To be sure that the pups’ improved memory was not the result of better nurturing by mothers whose own brains had been improved by the enriched environment, the scientists had foster mothers raise the pups. The foster mothers had never experienced the enriched environment. Yet the pups still had improved brains. “The effect lasted until adolescence, when it waned, suggesting that this process is designed specifically to aid the young brain,” said co-author Shaomin Li, who is now at Brigham and Women’s Hospital.

And why do the scientists describe this as the inheritance of acquired traits, or Lamarckism? Because the mothers-to-be acquired a change in their genome as a result of an experience in the environment (a cage filled with goodies). That change was transmitted to—inherited by—their pups. The scientists don’t yet know what molecular mechanism achieve this magic, but Feig was willing to speculate about how it evolved: “We hypothesize that this evolved to let mothers pass on a signaling pathway that was turned on by the enriched environment, in case the pups were not themselves exposed to that environment.”
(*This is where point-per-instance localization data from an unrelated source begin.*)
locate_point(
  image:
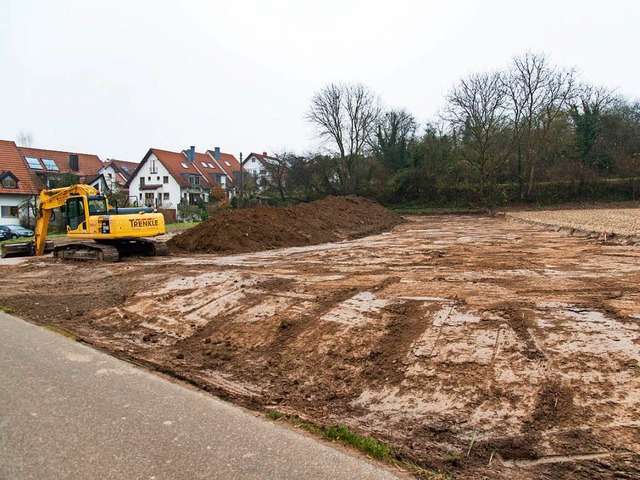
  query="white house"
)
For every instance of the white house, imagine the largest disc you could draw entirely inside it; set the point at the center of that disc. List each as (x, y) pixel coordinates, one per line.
(256, 165)
(164, 178)
(117, 173)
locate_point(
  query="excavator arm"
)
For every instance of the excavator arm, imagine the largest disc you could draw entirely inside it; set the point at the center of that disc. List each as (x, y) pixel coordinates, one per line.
(54, 198)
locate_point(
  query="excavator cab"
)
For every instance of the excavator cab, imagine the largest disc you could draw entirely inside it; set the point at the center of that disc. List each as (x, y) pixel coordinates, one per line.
(78, 209)
(98, 231)
(75, 214)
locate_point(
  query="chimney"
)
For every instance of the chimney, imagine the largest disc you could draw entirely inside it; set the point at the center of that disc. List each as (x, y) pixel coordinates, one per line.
(73, 162)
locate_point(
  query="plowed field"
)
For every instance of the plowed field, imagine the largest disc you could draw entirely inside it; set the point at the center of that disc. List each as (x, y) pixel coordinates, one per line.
(476, 346)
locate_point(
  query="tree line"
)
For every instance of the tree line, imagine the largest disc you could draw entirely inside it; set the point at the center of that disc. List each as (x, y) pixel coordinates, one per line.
(532, 132)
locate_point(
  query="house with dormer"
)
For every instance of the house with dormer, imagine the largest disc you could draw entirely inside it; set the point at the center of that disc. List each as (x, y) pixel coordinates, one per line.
(258, 165)
(117, 173)
(19, 188)
(55, 168)
(165, 179)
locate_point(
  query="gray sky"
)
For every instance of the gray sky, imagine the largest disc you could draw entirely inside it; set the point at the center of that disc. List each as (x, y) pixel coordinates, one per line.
(118, 77)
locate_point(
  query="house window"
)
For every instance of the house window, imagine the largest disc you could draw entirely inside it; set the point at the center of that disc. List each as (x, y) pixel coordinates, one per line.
(33, 163)
(9, 183)
(50, 164)
(9, 212)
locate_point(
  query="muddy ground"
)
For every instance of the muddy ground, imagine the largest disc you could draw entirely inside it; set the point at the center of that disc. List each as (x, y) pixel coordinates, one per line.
(445, 330)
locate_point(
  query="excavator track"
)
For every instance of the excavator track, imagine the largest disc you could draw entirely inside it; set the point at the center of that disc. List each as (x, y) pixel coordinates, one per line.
(86, 251)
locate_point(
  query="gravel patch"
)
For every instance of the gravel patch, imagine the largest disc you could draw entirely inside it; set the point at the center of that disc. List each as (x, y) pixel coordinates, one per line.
(624, 222)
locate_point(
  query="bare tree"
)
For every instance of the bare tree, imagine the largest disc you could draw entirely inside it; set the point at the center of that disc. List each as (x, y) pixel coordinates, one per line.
(346, 116)
(396, 128)
(539, 92)
(277, 168)
(477, 110)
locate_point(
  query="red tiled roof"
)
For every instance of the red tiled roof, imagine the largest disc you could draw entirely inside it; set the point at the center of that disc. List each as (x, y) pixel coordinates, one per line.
(123, 169)
(228, 163)
(88, 164)
(208, 167)
(263, 159)
(175, 163)
(12, 161)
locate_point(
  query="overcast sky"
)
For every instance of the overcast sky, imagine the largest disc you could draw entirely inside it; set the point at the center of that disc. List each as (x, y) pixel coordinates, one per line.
(118, 77)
There’s an interesting historical footnote to all this. A 1985 paper reported that when pregnant rats are exposed to an enriched environment, their pups are better at learning mazes. And a 1987 paper found that rat pups of moms exposed to an enriched environment before pregnancy “inherit” mom’s exploratory behavior and learning ability. Those studies, while occasionally cited, were so far ahead of their time that they essentially were lost to science. “People thought, how could this possibly be so?” Feig said.

This study is the first to show that genetic defects in neuronal transmission and hence memory, caused by a mutation, can be at least partly reversed by an experience a mother has long before she is pregnant. Might this happen in people? Obviously it is way too soon to speculate, so let me leave it at this: the reflexive antipathy of many biologists to the possibility of Lamarckian inheritance reflects badly on the scientific community’s reputation for openness to new ideas and to data that challenge existing ones.